東豊連続幼児誘拐殺人事件
「東豊連続幼児誘拐殺人事件」
一九九〇年代最悪の誘拐殺人事件として日本を震撼とさせた事件。
発端は七月、夏の日差しが照り始めた頃のことである。
東豊市で、一週間の間に青木湊ちゃん、佐藤芽衣ちゃんという三歳の子供が二人、行方不明になるという事件が起きた。一人目の事件の発生時は行方不明になった場所が森の近くだった為、迷い込んだのではないかと考えられ、親の監察の甘さが非難されていた。しかし同じ地域で同じ歳くらいの子供が短期間で行方不明になったことで、誘拐の線も視野に捜査が続けられた。

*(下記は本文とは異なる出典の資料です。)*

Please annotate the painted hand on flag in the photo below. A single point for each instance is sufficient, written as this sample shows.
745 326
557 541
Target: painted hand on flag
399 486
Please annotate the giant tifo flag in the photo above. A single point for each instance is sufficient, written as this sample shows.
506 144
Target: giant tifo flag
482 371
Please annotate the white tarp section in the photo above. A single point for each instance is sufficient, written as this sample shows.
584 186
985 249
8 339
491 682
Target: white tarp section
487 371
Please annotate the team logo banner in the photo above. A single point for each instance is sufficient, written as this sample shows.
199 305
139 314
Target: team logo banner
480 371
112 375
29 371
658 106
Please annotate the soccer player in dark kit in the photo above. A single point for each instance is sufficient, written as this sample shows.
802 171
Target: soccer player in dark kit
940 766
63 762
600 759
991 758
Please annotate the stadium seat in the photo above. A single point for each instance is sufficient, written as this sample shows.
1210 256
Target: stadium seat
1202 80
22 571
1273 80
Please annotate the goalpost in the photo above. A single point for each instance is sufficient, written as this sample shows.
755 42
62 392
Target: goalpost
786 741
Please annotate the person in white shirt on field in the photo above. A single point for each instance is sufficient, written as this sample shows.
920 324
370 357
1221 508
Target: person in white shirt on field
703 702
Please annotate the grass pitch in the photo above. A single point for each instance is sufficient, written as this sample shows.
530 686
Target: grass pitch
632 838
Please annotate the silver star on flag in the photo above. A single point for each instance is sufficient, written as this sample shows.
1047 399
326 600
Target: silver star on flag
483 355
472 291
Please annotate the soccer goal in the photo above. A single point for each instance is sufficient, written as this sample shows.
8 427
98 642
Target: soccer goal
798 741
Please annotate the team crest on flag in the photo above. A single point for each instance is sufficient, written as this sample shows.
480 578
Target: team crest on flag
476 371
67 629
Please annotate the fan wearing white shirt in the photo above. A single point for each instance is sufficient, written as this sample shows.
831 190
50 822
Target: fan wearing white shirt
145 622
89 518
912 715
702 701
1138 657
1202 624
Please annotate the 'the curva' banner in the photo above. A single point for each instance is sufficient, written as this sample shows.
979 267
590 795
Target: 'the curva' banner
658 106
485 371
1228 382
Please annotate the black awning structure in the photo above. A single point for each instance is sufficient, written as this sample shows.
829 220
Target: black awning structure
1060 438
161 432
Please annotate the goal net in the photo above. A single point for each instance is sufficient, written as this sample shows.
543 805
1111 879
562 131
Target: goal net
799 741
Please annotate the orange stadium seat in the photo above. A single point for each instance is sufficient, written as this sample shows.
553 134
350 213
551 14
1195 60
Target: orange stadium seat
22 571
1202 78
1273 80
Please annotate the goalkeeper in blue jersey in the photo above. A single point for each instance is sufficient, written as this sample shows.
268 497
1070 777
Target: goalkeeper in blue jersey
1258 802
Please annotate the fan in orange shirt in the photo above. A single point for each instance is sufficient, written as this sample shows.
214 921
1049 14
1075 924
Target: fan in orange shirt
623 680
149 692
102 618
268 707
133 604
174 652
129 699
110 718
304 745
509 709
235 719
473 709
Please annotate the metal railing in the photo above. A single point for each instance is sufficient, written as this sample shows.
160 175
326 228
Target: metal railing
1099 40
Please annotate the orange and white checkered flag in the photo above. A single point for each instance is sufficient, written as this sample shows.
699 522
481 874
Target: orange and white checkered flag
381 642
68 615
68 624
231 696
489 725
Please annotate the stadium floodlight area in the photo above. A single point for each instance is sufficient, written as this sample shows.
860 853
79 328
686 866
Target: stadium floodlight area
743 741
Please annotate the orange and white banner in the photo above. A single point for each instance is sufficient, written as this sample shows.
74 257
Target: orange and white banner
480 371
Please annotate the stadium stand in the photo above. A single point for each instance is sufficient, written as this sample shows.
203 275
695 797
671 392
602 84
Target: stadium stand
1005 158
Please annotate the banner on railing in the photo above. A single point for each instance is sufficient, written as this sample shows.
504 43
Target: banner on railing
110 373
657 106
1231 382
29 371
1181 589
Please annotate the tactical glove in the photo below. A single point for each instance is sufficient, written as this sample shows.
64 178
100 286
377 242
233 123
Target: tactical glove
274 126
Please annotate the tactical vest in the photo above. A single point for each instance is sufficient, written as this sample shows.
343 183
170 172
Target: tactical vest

それから二ヶ月の間に五人の子供が行方不明になった。警察は連続誘拐と断定し捜査員も大幅に増員、捜査範囲も広がり大規模捜査となっていった。
被害者が増えていくにも関わらず、警察は犯人の目星どころか、疑わしい人物すら挙げることが出来ずにいた。
世間では警察への批判が強まる一方、被害者と同世代の子供を持つ親達が公園で遊ばせることを辞め、街中で子供を見かける機会が格段に減った。
そんな時、六件目の事件が起きた。
被害者は新城輝ちゃん(三歳)、母親とスーパーに買い物に来ていた際に行方不明になった。
家から近いスーパーで、顔見知りも多いこの場所は安全だろうということで、輝くんを連れて買い物に来た時に起きた事件だった。
輝ちゃんの事件から三日後、全く進展のなかったこの事件は一本の電話から大きく進展した。
『一人暮らしのはずの隣の部屋から子供の泣き声が聞こえて来て、異臭もする。』との通報だった。
警察が駆けつけ、部屋を捜索すると、中から五人の子供の遺体が発見された。そして、奥の部屋から六件目の被害者である輝ちゃんが無事保護された。
犯人は部屋の持ち主である赤羽光男(二十七歳)、連続誘拐事件の担当刑事の一人だった。